[The History of Rome, Books 01 to 08 by Titus Livius]@TWC D-Link bookThe History of Rome, Books 01 to 08 BOOK III 15/177
This collection of animals of every kind mixed together, distressed both the citizens by the unusual stench, and the peasants crowded together into their close apartments, with heat, want of sleep, and their attendance on each other, and contact itself propagated the disease.

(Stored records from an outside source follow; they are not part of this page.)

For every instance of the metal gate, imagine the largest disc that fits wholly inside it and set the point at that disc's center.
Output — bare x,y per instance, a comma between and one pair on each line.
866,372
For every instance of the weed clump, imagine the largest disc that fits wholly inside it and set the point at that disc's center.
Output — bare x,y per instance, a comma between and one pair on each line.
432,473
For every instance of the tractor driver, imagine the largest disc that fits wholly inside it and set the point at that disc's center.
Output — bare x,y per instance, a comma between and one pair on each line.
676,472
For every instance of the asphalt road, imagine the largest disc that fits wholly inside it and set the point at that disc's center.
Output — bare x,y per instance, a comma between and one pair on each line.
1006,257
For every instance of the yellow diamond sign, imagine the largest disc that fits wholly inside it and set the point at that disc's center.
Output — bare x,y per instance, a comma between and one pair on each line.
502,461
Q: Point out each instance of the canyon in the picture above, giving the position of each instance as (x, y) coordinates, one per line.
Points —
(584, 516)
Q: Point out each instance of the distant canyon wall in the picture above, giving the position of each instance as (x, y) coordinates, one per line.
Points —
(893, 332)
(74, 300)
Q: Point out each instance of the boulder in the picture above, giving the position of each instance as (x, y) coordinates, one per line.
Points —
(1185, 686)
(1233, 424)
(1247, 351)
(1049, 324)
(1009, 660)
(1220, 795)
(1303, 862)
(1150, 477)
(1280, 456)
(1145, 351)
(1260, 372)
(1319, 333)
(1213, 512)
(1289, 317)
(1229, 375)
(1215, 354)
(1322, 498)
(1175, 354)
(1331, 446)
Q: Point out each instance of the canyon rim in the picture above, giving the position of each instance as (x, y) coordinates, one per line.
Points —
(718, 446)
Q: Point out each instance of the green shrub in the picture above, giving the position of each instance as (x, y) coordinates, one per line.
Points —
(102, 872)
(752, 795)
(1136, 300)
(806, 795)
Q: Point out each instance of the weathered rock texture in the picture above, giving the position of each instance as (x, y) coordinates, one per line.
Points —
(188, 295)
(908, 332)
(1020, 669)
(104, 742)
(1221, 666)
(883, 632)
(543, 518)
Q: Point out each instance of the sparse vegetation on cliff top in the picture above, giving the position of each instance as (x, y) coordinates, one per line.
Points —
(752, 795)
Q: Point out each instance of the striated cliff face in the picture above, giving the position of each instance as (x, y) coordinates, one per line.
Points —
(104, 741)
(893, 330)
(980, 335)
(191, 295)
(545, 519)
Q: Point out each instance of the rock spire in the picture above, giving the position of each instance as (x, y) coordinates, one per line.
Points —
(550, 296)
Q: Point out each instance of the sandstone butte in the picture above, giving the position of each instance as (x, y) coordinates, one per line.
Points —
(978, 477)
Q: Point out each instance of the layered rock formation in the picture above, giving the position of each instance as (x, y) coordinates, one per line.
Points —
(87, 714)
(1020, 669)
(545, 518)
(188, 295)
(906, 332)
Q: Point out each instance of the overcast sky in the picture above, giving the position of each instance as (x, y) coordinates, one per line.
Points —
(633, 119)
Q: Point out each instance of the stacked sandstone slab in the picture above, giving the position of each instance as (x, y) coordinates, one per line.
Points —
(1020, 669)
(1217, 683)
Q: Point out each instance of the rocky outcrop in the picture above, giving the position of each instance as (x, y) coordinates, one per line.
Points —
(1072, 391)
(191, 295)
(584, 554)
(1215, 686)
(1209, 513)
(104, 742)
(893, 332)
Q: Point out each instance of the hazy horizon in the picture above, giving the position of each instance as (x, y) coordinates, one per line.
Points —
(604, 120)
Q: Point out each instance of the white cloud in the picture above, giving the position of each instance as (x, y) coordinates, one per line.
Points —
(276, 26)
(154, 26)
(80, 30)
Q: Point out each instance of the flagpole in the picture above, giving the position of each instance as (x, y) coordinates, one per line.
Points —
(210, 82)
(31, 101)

Whilst with difficulty sustaining these calamities, ambassadors from the Hernicians suddenly bring word that the AEquans and Volscians, having united their forces, had pitched their camp in their territory, that from thence they were depopulating their frontiers with an immense army.
Besides that the thinness of the senate was a proof to the allies that the state was prostrated by the pestilence, they further received this melancholy answer: "That the Hernicians, with the Latins, must now defend their possessions by their own exertions.
That the Roman city, through the sudden anger of the gods, was now depopulated by disease.
If any respite from that calamity should come, that they would afford aid to their allies, as they had done the year before, and always on other occasions." The allies departed, carrying home, instead of the melancholy news (they had brought), news still more melancholy, as being persons who were now obliged to sustain by their own means a war, which they had sustained with difficulty when backed by the power of Rome.